> I find this dubious
I agree. In both cases a continuously varying voltage is driving speaker cone deflection. If the voltages of two different signals vary in precisely the same way, the cone will deflect to exactly the same degree and the resulting pressure wave will generate the same resonant response from any surface it encounters. When properly implemented, today's high-end, esoteric ADC and DAC converters have insane bandwidth, frequency response and fidelity far exceeding these requirements.
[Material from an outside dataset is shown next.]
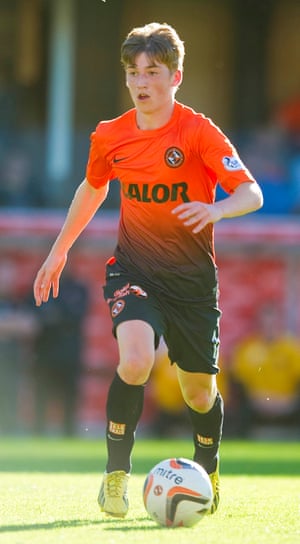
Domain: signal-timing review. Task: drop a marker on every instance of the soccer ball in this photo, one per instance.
(177, 493)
Some of the confusion comes from the fact that back when consumer audio transitioned to digital and these production workflows were new, some early digital recordings were incorrectly engineered or mastered creating artifacts such as aliasing which critical listeners could hear. Some people assumed the artifacts they heard were innate to all digital audio instead of just incorrect implementation of a new technology. Even today, it's possible to screw up the fidelity of a digital master but it's rarely an issue because workflows are standardized and modern tooling has default presets based on well-validated audio science (for example: https://en.wikipedia.org/wiki/Noise_shaping#Dithering). But even in the analog era it was always a truism in audio and video engineering that "there are infinite ways to screw up a signal but only a few ways to preserve it." And it remains true today. To me, one of the best things about modern digital tooling is it's much easier to verify correctness in the signal chain.